Comparison of synthetic maps from truncated jet-formation models with YSO jet observations


Stute M, Gracia J, Tsinganos K, Vlahakis N. Comparison of synthetic maps from truncated jet-formation models with YSO jet observations. [Internet]. 2010;516:A6.


Context. Significant progress has been made in the last years in the understanding of the jet formation mechanism through a combination of numerical simulations and analytical MHD models for outflows characterized by the symmetry of self-similarity. Analytical radially self-similar models successfully describe disk-winds, but need several improvements. In a previous article we introduced models of truncated jets from disks, i.e. evolved in time numerical simulations based on a radially self-similar MHD solution, but including the effects of a finite radius of the jet-emitting disk and thus the outflow.
Aims: These models need now to be compared with available observational data. A direct comparison of the results of combined analytical theoretical models and numerical simulations with observations has not been performed as yet.
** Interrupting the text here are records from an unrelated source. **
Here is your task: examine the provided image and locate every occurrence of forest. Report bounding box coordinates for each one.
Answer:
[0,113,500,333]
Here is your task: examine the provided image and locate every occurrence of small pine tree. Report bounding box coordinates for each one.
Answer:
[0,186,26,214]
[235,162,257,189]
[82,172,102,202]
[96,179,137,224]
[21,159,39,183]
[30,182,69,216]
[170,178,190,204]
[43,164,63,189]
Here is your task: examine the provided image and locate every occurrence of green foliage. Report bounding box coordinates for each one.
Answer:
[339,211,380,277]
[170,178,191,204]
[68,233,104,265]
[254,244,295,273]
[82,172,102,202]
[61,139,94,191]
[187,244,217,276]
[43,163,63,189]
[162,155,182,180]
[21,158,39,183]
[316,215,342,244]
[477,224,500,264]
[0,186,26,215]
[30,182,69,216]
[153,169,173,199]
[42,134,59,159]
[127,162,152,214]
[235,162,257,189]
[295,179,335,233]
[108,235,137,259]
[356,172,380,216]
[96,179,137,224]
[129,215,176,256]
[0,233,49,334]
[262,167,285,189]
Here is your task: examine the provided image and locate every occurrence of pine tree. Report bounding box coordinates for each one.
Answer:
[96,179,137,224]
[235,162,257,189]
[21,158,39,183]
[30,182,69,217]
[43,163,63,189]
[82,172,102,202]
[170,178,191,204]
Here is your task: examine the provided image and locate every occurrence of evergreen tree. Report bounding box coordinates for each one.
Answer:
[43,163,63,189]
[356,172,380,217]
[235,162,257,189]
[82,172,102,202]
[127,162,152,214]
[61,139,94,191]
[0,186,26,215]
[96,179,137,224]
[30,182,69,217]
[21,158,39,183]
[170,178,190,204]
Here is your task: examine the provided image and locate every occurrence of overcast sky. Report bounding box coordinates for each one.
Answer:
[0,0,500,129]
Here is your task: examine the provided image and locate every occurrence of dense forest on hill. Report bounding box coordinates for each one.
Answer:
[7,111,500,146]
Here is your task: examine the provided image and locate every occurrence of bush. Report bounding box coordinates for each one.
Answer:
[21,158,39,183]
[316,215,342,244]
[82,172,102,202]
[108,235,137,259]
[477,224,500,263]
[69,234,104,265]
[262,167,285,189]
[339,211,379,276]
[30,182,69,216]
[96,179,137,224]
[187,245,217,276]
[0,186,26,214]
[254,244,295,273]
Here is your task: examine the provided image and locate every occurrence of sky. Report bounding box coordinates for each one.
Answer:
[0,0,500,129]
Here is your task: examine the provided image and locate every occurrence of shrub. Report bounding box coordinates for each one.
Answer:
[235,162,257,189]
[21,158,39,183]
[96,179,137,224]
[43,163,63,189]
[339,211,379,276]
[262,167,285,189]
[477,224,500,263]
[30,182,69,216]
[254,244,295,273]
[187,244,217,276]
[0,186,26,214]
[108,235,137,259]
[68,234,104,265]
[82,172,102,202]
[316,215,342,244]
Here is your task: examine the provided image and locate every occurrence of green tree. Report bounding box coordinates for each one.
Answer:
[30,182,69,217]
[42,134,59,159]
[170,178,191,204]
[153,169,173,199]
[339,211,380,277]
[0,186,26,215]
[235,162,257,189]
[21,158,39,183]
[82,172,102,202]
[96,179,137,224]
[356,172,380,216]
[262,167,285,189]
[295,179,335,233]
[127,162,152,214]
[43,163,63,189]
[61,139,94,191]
This is our main goal.
Methods: In order to compare our models with observed jet widths inferred from recent optical images taken with the Hubble Space Telescope (HST) and ground-based adaptive optics (AO) observations, we use a new set of tools to create emission maps in different forbidden lines, from which we determine the jet width as the full-width half-maximum of the emission.
Results: It is shown that the untruncated analytical disk outflow solution considered here cannot fit the small jet widths inferred by observations of several jets. Furthermore, various truncated disk-wind models are examined, whose extracted jet widths range from higher to lower values compared to the observations. Thus, we can fit the observed range of jet widths by tuning our models.
Conclusions: We conclude that truncation is necessary to reproduce the observed jet widths and our simulations limit the possible range of truncation radii. We infer that the truncation radius, which is the radius on the disk mid-plane where the jet-emitting disk switches to a standard disk, must be between around 0.1 up to about 1 AU in the observed sample for the considered disk-wind solution. One disk-wind simulation with an inner truncation radius at about 0.11 AU also shows potential for reproducing the observations, but a parameter study is needed.